Podium is practically the definition of a fast-growing startup.
The Lehi, Utah-based enterprise software company is only five years old, and already has 650 employees and $42.5 million in revenue in 2018. Eric Rea, Podium’s 33-year-old co-founder and CEO, says his company’s valuation recently surpassed the $1 billion mark, earning it “unicorn” status.
The company has learned, though, that sustaining a cohesive, tight-knit culture is hard when a rapidly increasing percentage of your employees weren’t even present a year ago. So far, Rea is succeeding: Podium earned a spot on this year’s Inc. 5000 list of the fastest-growing companies in America (No. 54) and Inc.’s Best Workplaces list. And while he’s got high-cost perks like ski passes and an in-office day-care center, it’s more than that. Here are three big (and unusual) elements of the company’s culture he suggests adopting if you want to build a fast-growth startup.
1. Play video games.
On a spring Monday in 2018, one of Podium’s executives told his colleagues about a video game he’d played with his kids all weekend. The entire leadership team promptly downloaded it, and soon they were killing time at San Francisco International Airport by playing a rousing round of Fortnite Battle Royale.
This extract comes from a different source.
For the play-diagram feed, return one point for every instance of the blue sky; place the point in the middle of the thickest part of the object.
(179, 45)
The game has become “the unofficial video game of Podium,” Rea says. “I think we just started to realize that when we’re playing Fortnite, we’re learning to communicate with each other.”
It’s not just executives: Employees at all levels participate, which Rea says has helped the startup break down hierarchy in the office. Games usually take place during lunch breaks or after work, and the staff typically organizes them through a Fortnite-specific Slack channel.
When games end, the victors start yelling and high-fiving. Rea says it’s hard to ignore. “It may have a slight impact on productivity,” he admits. “I feel like the benefit of Fortnite outweighs any of the small productivity decreases that you’d see.”
2. ‘Murder drama.’
Minimizing drama is one of Podium’s three core values, along with “enjoy the ride” and “be a founder.” Rea says he first heard “murder drama” as one of Snapchat’s core values, and loved it so much that he unabashedly stole the evocative two-word mantra.
From the earliest days, Rea and co-founder Dennis Steele expressed a desire for Podium to be a drama- and office politics-free zone. It shows in the company’s hiring practices, which feature heavy amounts of drama screening.
“We do tons of backchanneling, and one of the themes that we focus on is how people resolve problems,” Rea says. “I also think people who have worked at big organizations have to adapt and learn to thrive in a political environment. We definitely watch different types of companies we hire from.”
Rea says Fortnite’s hierarchy-flattening helps here, too, because it encourages employees to feel comfortable discussing problems with leadership. And problems are always easier to resolve when they’re out in the open. “It’s impossible that any company has zero conflict,” he says. “If you’re not seeing the conflict, that’s most likely a sign that you’re being passive-aggressive, which leads to politics and drama.”
3. Showcase your roots.
There’s a common saying at Podium: “We’re always above the bike shop.” It references Podium’s first office–which sat above an old bicycle store–and serves as a reminder to maintain a startup mindset.
When Podium moved into a gorgeous five-story, 125,000 square-foot office in 2018, Rea decided to create a physical manifestation of the saying–which is why half of Podium’s fifth floor is covered in bicycles. The space also serves as a trophy case for Podium’s awards.
Podium also has a employees-only Instagram account that catalogs its important moments. “It’s a modern way to communicate all of the history and culture of Podium to our workforce,” Rea says. “You can add. You can change. Two years ago, the stuff that happened in 2019, we’re going to want to make sure that’s in there.”